Political liberals believe the government is a force for good and encourage government involvement in business and the economy to address unfair business practices, while political conservatives believe that the government is inefficient and should be restricted to only those duties that cannot safely be handled by the private sector (national defence, education, etc.), with minimal intrusion into the world of big businesses so that the laws of commerce can be allowed to produce the most efficient and effective economy available, thus maximizing profits for all.

By contrast, social liberals generally favour community and collectivism, equality (especially of rights), cooperation, and new solutions to old problems, whereas social conservatives generally favour individualism, respect for a central authority, competition, and tradition.

And even those are gross simplifications. The framing is fine, it's just that "left-wing" and "right-wing" can't be easily boiled down to a single-sentence descriptor without losing a lot of accuracy.

VioletZer0 posted...
Should the people own rocket launchers and C4? Yes absolutely because the government has armored vehicles.

Can we please put this tired old myth to bed?
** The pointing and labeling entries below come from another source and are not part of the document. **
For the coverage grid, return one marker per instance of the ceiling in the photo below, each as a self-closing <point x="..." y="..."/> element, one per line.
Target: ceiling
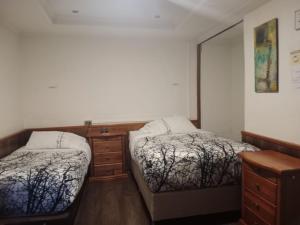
<point x="187" y="19"/>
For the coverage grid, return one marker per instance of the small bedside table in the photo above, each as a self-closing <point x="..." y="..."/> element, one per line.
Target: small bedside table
<point x="108" y="155"/>
<point x="271" y="189"/>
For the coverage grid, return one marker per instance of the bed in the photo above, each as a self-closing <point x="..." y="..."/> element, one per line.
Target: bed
<point x="182" y="171"/>
<point x="44" y="178"/>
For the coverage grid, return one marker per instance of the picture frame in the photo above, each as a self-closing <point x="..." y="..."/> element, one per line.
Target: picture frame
<point x="266" y="57"/>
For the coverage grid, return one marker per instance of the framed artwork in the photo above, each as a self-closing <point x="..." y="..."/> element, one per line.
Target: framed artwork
<point x="266" y="57"/>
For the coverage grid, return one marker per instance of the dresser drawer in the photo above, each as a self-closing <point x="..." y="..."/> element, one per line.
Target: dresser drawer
<point x="108" y="170"/>
<point x="110" y="145"/>
<point x="108" y="158"/>
<point x="260" y="186"/>
<point x="264" y="210"/>
<point x="251" y="219"/>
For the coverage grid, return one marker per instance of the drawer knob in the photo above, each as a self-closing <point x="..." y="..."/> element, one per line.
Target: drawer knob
<point x="257" y="187"/>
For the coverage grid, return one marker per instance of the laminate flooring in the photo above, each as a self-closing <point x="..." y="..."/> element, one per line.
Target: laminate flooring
<point x="120" y="203"/>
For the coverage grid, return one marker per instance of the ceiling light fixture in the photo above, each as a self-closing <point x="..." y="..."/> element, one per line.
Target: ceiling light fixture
<point x="75" y="11"/>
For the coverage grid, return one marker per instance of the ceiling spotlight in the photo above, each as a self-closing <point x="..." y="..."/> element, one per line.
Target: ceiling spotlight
<point x="75" y="11"/>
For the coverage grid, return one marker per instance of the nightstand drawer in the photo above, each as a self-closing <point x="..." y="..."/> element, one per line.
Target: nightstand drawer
<point x="251" y="219"/>
<point x="260" y="186"/>
<point x="108" y="158"/>
<point x="110" y="145"/>
<point x="108" y="170"/>
<point x="265" y="211"/>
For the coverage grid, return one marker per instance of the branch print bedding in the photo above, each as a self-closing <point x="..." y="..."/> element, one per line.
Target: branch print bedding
<point x="196" y="160"/>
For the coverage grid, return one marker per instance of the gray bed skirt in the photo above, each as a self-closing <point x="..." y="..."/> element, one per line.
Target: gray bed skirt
<point x="179" y="204"/>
No, the government is not going to quake in its boots about being overthrown by Farmer Joe and his 12-gauge, because the government has tanks, drones, aircraft, battleships, and a variety of other military technology - some of which is classified and completely unknown to the public at large (like stealth helicopters prior to the Bin Laden raid). Any civilian uprising against the government will fail - that is simple fact.

And history is on my side here. We like to lionize the idea of the populace banding together, rising up, and overthrowing a dictator, but the truth is that in the last 100 years no civilian uprising has successfully deposed a dictator without the help, or at least the approval, of the military. It is the military - not the general populace - that decides when a government is overthrown. If the military stands by the government, a civilian uprising would be crushed in short order, unless they can find a foreign military to support them (see: Libya); by contrast, if the military decides not to support the government in power, either by directly supporting the rebels or by looking the other way while they storm the palace gates, then and only then will the uprising succeed (see: Egypt, Tunisia).

And that's not even touching on the fact that the idea of a dictator ever coming to power in the US is farcical to the point of fantasy. The US, being the most militarized nation on the planet, is not going to be taken over by a hostile power in our lifetimes, so no dictator could install himself by force. Thus, the only way a dictator is coming to power is democratically, and even ignoring the questionable idea of forcefully overthrowing a democratically-elected government, any government that was elected will have the support of half(-ish) of its citizens. Accordingly, the government's supporters are going to have access to those same firearms that everyone else is free to bear and any rebellion to overthrow the government is going to meet a counter-insurgency pretty quickly.